Олегу все это очень нравилось, но некоторые моменты его здорово смущали. Например — водка. Ну вот не мог он ее пить. Не нравилась она ему. Ни вкус, ни запах, ни сам момент опьянения. Да что там, он на самом деле вообще любое спиртное не жаловал. То же самое — сигареты. Дома у него никто не курил, и сам он этого делать не собирался.

А как тогда быть? Мужской коллектив суров, у него свои правила и принципы. Не пьешь? Или больной, или сволочь, третьего не дано. Ну а когда про это все узнает вторая, прекрасная половина ОВД, то вообще пиши пропало. Засмеют, затуркают, и он, красный от смущения, отсюда сбежит.

Но куда? На Крытый рынок, к дядьке, кожаными куртками и кепи торговать?

Вот тогда Ровнин и разработал свою схему, которая хоть и прилепила к нему статус то ли юродивого, то ли блаженного, но зато сняла все вопросы с нетипичным для этого места поведением. Кстати, ему самому очень понравилось, как он все провернул. Так-то Олег был парень скромный, несклонный к самолюбованию, но тут он даже немного собой погордился. Шутка ли — столько народу вокруг пальца обвел? И какого! Матерого!

Он даже схему, которую начертил для наглядности тогда, когда все обдумывал, со стены своей комнаты снимать не стал как зримое свидетельство того, что в голове у него все же мозги, а не масло «Рама». Что бы там дядя ни говорил!

А еще Олегу очень хотелось раскрыть какое-нибудь резонансное дело. Ну или провести какую-нибудь операцию, после которой о нем скажут: «А парень-то не промах». Желательно, конечно, чтобы такая фраза прозвучала в главке, но, если он услышит ее, к примеру, от подполковника Маркина, которого в ОВД кроме как Емельянычем никто не называл, — тоже хорошо. И дело тут опять-таки не в тщеславии. Просто Ровнин чем дальше, тем больше начинал ощущать свою бесполезность. Сюда он пришел еще в прошлом декабре, сейчас вон уже лето начинается — и что? Чем он может похвастаться за полгода службы? Да ничем. Олег — тот, про кого говорят: «Да вон его бери, один хрен ничего не делает». Он все время у кого-то на подхвате, занимается тем, что никто больше делать не хочет — ищет понятых, пишет протоколы изъятия и обходит квартиры, причем в четырех случаях из пяти ему никто не открывает дверь, а то и вовсе посылает куда подальше.

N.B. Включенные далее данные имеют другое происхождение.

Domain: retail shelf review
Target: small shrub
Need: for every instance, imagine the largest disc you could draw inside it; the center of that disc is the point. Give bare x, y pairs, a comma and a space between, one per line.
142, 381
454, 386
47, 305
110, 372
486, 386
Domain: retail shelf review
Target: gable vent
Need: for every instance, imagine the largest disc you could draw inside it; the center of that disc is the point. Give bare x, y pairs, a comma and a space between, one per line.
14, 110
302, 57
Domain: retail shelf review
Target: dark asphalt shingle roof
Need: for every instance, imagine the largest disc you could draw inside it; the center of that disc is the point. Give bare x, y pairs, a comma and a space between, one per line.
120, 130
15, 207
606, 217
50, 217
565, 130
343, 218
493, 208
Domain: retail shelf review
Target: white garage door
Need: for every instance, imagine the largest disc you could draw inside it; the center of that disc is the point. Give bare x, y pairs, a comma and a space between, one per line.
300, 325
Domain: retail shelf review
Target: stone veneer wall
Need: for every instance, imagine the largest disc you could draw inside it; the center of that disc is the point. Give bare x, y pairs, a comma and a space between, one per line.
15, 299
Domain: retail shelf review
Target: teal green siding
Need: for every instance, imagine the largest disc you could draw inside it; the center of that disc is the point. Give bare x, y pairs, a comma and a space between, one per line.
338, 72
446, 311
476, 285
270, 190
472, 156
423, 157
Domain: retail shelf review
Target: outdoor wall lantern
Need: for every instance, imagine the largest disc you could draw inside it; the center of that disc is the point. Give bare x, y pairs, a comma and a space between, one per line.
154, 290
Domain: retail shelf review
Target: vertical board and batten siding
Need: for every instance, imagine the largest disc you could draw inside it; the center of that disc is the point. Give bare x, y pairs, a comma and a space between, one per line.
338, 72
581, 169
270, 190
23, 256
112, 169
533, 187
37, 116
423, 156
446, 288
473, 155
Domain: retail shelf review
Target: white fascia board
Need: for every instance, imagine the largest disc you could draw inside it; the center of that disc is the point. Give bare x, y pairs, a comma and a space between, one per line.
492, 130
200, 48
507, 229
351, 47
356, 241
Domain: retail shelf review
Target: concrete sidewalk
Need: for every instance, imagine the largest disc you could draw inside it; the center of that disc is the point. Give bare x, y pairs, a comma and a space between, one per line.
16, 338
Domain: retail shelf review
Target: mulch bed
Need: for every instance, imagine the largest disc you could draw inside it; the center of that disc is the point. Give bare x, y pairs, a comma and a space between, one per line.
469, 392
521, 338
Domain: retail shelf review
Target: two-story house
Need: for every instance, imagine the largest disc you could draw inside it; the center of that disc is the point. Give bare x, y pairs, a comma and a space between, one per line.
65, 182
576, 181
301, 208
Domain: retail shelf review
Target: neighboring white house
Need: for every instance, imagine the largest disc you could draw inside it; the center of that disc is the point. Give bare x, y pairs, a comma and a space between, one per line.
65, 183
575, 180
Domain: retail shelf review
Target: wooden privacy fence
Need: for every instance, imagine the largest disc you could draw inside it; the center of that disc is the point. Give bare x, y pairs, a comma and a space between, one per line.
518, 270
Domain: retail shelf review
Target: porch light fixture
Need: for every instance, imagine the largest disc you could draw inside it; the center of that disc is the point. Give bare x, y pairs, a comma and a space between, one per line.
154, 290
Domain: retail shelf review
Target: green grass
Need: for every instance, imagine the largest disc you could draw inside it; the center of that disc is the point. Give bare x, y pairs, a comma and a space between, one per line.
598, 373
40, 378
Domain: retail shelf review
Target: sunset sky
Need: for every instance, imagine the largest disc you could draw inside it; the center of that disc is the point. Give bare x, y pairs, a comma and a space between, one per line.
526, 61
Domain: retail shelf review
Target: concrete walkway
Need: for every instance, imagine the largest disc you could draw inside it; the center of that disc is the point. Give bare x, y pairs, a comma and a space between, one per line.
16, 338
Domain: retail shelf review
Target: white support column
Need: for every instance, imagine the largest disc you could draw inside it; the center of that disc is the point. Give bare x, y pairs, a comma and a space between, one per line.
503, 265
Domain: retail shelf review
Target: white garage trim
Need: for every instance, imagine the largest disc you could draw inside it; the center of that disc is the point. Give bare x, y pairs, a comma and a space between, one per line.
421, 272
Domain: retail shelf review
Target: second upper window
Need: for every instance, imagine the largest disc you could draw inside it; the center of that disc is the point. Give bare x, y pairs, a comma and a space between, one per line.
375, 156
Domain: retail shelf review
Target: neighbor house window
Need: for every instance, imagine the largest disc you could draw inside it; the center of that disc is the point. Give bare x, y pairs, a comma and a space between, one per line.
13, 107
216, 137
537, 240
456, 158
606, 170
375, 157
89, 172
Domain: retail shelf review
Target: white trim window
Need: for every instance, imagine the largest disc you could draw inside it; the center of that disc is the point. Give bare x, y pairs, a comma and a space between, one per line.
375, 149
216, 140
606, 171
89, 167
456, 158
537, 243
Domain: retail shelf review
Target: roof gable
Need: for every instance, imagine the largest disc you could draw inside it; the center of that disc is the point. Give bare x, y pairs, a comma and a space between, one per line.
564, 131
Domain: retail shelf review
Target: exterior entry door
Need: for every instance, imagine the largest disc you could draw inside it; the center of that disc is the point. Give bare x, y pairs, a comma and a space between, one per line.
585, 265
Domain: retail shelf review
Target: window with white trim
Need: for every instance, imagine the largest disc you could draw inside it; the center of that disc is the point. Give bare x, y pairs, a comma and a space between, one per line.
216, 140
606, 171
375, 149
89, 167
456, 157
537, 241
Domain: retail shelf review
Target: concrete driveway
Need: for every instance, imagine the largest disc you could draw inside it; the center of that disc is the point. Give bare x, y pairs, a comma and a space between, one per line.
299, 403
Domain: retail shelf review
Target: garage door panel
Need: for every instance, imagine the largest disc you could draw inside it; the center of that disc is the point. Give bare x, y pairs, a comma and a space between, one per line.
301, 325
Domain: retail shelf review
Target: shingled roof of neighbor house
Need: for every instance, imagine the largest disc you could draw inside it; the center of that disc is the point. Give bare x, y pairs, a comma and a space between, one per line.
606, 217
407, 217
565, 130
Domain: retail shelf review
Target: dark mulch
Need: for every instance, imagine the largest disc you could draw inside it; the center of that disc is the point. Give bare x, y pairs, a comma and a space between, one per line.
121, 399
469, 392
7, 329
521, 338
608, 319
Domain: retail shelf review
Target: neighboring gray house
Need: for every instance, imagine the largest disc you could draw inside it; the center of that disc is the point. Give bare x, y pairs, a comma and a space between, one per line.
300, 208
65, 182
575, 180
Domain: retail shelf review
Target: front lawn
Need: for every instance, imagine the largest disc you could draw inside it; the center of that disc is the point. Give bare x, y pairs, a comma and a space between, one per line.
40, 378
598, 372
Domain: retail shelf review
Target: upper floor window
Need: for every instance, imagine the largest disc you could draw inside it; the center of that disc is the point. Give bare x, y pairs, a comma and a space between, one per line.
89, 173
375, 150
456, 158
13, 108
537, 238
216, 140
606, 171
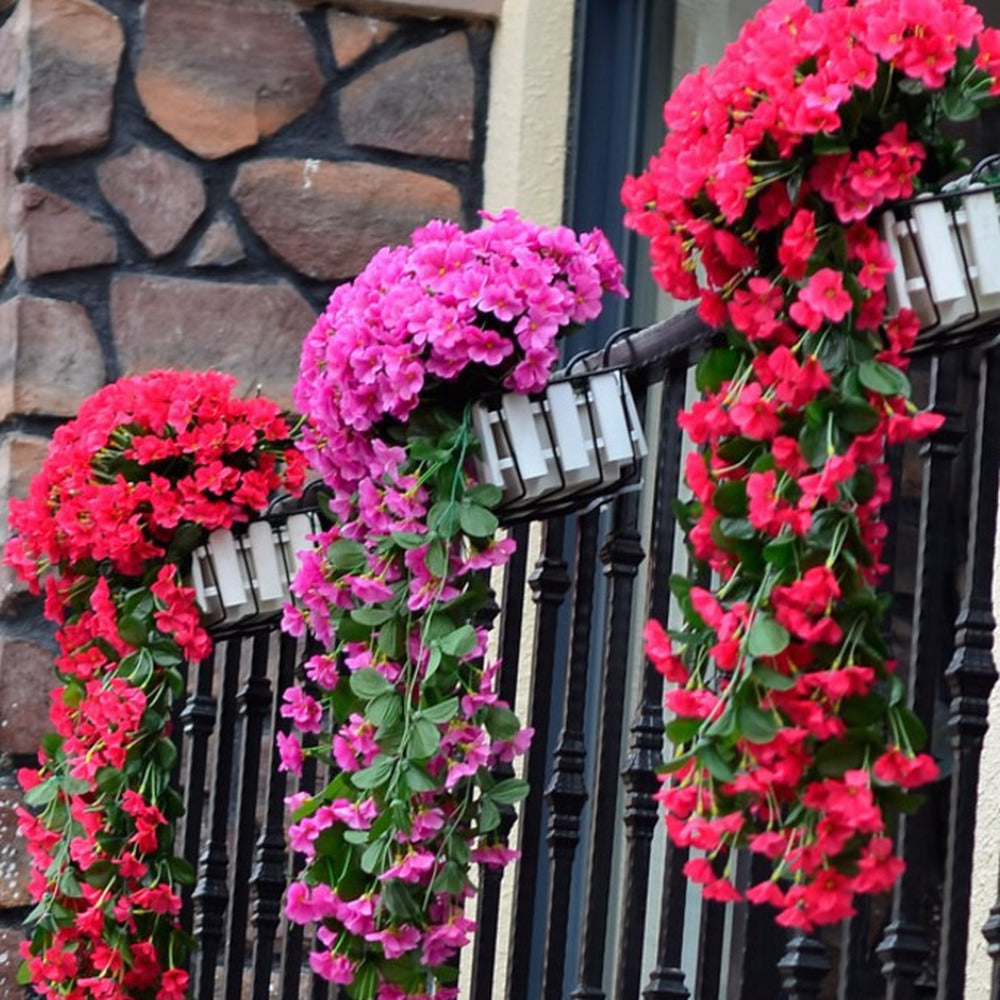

А самым большим карьерным достижением лейтенанта Ровнина стала популярность у всех продавцов близлежащих палаток, потому что Емельяныч его, как самого младшего по возрасту из всех подчиненных, к ним постоянно гоняет то за коньяком, то за минералкой. За первым чаще, чем за вторым, поскольку хорошее настроение у начальства в последнее время случается нечасто. Поговаривали, что закачалось под Маркиным кресло, причем неслабо так, что, само собой, оптимизма ни ему самому, ни сотрудникам ОВД не добавляло. Новая метла всегда не только чисто метет, в Системе она еще и веники поменьше размером с собой приносит, дабы заменить ими старые. И хорошо еще, если бывшему руководству предложат уйти по собственному желанию или переводом, а не вышибут по статье, дабы оставленные по доброте душевной нового начальства сотрудники прониклись жесткостью момента и осознали, чего им стоит ждать, если они себе лишнего позволят. Прецеденты случались.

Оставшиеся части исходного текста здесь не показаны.